Java tools for extracting terms from XLIFF 2.0 files.
This project is based on the paper YAKE! Keyword extraction from single documents using multiple local features by Ricardo Campos, Vítor Mangaravite, Arian Pasquali, Alípio Jorge, Célia Nunes and Adam Jatowt.
- Monolingual Term Extraction: Extract terms from source text in XLIFF files
- Bilingual Term Extraction: Extract translation pair candidates from XLIFF files with confirmed translations
- Automatic Deduplication: Intelligent merging of similar terms
- Multiple Quality Filters: Co-occurrence, mutual best match, and relevance-based filtering
- Java 21 (get it from https://adoptium.net/)

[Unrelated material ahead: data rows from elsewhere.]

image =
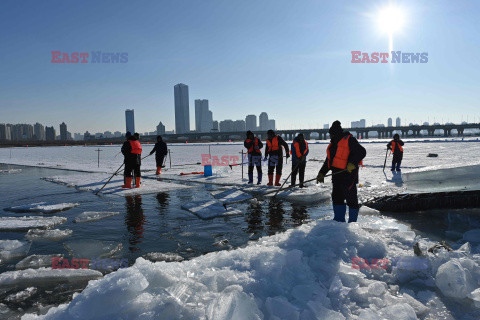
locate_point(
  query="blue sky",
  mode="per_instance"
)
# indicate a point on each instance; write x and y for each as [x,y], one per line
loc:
[290,59]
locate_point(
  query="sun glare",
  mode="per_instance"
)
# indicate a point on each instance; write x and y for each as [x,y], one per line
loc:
[390,19]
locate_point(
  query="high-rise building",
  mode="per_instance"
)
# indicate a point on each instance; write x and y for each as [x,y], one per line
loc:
[130,121]
[215,126]
[226,126]
[160,129]
[182,114]
[63,131]
[263,119]
[239,125]
[5,132]
[203,116]
[39,132]
[50,133]
[251,122]
[271,124]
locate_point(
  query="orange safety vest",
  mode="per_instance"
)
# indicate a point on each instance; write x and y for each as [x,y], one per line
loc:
[296,145]
[341,156]
[136,147]
[255,144]
[273,145]
[394,144]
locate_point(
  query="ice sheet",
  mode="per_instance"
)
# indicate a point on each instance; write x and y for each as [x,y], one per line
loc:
[94,181]
[209,209]
[13,249]
[46,276]
[25,223]
[91,249]
[42,207]
[36,261]
[89,216]
[442,180]
[47,235]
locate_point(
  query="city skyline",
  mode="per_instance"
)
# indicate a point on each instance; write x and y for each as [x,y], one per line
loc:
[251,68]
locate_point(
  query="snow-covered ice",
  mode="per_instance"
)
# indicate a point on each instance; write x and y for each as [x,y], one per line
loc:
[45,277]
[209,209]
[42,207]
[303,273]
[167,257]
[13,249]
[36,261]
[26,223]
[94,181]
[47,234]
[92,248]
[89,216]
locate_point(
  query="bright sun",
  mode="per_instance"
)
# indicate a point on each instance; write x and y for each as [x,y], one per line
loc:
[390,19]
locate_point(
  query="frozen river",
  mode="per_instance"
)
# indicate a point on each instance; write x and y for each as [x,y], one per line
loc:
[154,222]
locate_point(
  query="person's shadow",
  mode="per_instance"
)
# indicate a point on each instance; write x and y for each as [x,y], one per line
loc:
[134,220]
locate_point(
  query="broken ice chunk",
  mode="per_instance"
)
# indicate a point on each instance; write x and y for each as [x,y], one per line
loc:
[36,261]
[25,223]
[43,207]
[91,249]
[46,277]
[89,216]
[49,234]
[13,249]
[21,295]
[167,257]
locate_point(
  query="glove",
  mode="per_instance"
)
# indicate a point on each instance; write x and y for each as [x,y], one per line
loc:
[351,167]
[320,178]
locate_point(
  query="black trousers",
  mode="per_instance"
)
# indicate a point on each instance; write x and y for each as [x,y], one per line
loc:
[300,170]
[132,167]
[254,161]
[159,160]
[275,162]
[345,189]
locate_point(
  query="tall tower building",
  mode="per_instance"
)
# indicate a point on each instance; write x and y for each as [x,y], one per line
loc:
[203,116]
[182,115]
[63,131]
[130,121]
[263,121]
[39,131]
[251,122]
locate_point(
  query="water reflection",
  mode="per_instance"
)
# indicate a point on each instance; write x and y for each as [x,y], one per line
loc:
[299,214]
[134,220]
[275,216]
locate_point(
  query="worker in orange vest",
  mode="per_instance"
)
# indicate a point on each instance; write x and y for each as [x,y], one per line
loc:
[254,146]
[275,156]
[299,153]
[344,155]
[132,151]
[396,145]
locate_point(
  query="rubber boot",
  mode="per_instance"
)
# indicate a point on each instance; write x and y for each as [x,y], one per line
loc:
[277,180]
[339,211]
[352,215]
[137,182]
[128,183]
[270,180]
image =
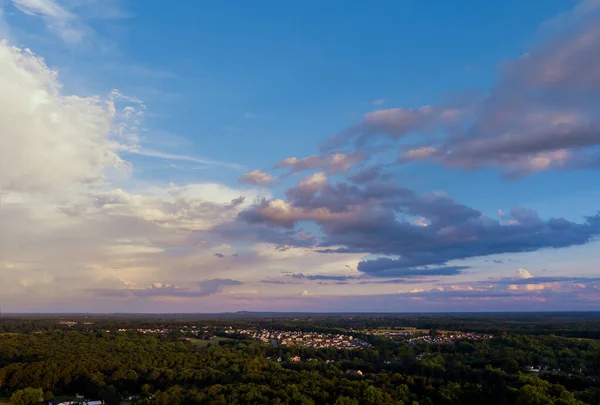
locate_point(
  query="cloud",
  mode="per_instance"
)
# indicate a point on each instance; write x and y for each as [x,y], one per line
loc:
[329,163]
[541,114]
[394,123]
[396,268]
[37,122]
[203,289]
[377,217]
[172,156]
[62,22]
[321,277]
[523,274]
[257,178]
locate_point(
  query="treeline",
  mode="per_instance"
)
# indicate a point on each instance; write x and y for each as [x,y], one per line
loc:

- Gradle 9.2 or newer (get it from https://gradle.org/install/)
Follow these steps to build the project:
git clone https://github.com/rmraya/Terms.git
cd Terms
gradleA binary distribution will be created in /dist folder.
Execute dist/extractTerms.sh or dist\extractTerms.cmd and the program will display the following usage information:
INFO: Usage:
termExtractor [-version] [-help] -xliff xliffFile [-output outputFile] [-minFreq frequency] [-maxLength length] [-maxScore score] [-generic] [-debug]
Where:
-version: (optional) Display version information and exit
-help: (optional) Display this usage information and exit
-xliff: The XLIFF file to process
-output: (optional) The output file where the terms will be written
-maxLength: (optional) The maximum number of words in a term. Default: 3
-minFreq: (optional) The minimum frequency for a term to be considered. Default: 3
-maxScore: (optional) The maximum score for a term to be considered. Default: 0.001
-generic: (optional) Include terms with relevance < 1.0. Default: false
-debug: (optional) Enable debug mode with detailed logging. Default: falseBy default, the program extracts terms with a minimum frequency of 3, a maximum length of 3 words, and a maximum score of 10.0. All terms (both single-word and multi-word) are included by default.
Use the -relevant flag to exclude single-word terms and focus only on multi-word terms and proper nouns (words with unusual capitalization patterns).
Output Format:
The program writes a CSV (comma separated values) file with the same name as the supplied XLIFF file with the .csv extension, containing the following columns:
| Column | Description |
|---|---|
| # | The candidate term number |
| Term | The term candidate |
| Score | The term score, calculated using the values from the remaining columns. |
| Casing | Insidence of the term case when not used at the start of a sentence. The underlying rationale is that uppercase terms tend to be more relevant than lowercase ones. |
| Position | Insidence of the term position in the XLIFF file. The rationale is that relevant keywords tend to appear at the very beginning of a document, whereas words occurring in the middle or at the end of a document tend to be less important. |
| Frequency | The number of occurrences of the term in the XLIFF file. |
| Relevance | Inverse of the normalized term frequency. The rationale is that common words are less relevant than rare ones. |
| Relatedness | A value which aims to determine the dispersion of a candidate term with regards to its specific context, calculated considering the words that appear before and after the term in the same sentence. |
| Different | A measurement of how often a candidate term appears within different sentences. It reflects the assumption that candidates which appear in many different sentences have a higher probability of being important. |
Execute dist/bilingualExtractor.sh or dist\bilingualExtractor.cmd to extract translation pair candidates from bilingual XLIFF files:
bilingualExtractor [-version] [-help] -xliff xliffFile [-output outputFile]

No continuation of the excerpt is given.